Bibliothèque du Vatican

La récupération de ce Pal. lat. 851 s’inscrit dans une tradition de coopération ancienne entre la Bibliothèque apostolique vaticane et l’Universitätsbibliothek de Heidelberg. Dès 1886, à l’occasion du cinq centième anniversaire de l’Université, le pape Léon XIII fit envoyer à Heidelberg les premiers catalogues spécialement publiés des Palatini. Un siècle plus tard, un nombre important de volumes fut prêté pour une exposition organisée dans la Heiliggeistkirche. En 2010 enfin, la Vaticane lança une campagne de numérisation des manuscrits, avec un projet pilote partagé avec Heidelberg autour de la Bibliotheca Palatina numérique.

Par cette acquisition, la Bibliothèque apostolique vaticane restaure l’unité d’un fonds historique marqué par les épreuves de l’histoire européenne.

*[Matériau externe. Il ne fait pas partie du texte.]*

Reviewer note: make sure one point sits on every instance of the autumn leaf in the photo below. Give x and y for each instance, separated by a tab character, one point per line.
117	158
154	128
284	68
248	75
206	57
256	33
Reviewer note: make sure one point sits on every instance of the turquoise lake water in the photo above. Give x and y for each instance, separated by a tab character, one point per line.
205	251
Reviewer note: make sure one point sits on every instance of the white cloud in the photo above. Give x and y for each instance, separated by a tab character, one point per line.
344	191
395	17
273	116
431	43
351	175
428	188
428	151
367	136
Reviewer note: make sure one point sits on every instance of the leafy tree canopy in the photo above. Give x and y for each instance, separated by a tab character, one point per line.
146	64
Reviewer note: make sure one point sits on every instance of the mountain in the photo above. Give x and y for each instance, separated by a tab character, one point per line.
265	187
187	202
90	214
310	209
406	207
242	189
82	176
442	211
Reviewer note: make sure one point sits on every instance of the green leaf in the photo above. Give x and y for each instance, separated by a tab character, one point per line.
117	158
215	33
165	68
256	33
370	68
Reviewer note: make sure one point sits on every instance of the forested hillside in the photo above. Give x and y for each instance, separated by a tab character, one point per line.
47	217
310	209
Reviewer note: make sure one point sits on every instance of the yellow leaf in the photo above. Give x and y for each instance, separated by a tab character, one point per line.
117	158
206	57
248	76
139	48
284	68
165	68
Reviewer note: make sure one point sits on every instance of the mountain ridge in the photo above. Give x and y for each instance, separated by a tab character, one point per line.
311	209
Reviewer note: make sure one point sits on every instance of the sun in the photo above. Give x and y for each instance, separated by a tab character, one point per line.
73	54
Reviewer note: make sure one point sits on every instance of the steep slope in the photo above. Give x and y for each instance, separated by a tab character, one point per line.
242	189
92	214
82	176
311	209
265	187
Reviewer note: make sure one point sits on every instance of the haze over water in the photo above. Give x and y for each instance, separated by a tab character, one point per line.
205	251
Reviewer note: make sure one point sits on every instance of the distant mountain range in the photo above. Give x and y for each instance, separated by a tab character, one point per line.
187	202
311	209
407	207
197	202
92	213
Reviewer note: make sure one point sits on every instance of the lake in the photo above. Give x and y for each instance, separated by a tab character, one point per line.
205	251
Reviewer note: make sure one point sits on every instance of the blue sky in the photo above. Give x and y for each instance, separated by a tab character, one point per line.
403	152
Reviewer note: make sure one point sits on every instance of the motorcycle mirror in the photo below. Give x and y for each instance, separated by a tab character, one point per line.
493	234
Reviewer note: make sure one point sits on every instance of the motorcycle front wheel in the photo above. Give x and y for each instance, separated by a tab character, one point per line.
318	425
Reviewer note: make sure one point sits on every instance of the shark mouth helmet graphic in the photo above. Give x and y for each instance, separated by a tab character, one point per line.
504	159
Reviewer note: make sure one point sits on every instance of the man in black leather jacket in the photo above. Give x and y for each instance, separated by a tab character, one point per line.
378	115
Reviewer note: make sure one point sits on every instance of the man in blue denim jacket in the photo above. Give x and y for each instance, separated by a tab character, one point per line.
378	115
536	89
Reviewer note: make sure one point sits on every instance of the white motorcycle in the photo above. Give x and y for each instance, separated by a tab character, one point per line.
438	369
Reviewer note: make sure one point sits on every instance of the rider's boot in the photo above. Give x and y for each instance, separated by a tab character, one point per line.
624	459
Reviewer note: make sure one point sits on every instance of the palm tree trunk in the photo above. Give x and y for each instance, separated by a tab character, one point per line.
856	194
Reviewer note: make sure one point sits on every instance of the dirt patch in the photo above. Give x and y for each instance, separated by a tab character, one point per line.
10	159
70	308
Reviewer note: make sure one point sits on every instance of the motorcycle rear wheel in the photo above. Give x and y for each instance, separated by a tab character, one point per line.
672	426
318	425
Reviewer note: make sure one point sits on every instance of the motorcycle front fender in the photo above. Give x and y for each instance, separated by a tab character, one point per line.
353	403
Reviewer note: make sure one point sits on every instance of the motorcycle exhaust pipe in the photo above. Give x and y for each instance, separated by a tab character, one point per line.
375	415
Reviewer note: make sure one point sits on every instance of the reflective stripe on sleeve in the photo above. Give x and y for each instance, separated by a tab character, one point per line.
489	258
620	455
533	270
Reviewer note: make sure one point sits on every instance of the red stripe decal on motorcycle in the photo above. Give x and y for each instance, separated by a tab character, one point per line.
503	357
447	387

Les Palatini latini ne sont pas une simple série de cotes, mais le témoignage d’une tradition intellectuelle, théologique et humaniste dont la transmission a traversé les conflits et les dispersions. Le retour du Pal. lat. 851 constitue ainsi un acte de conservation et de service, au bénéfice de la recherche et de la mémoire ecclésiale.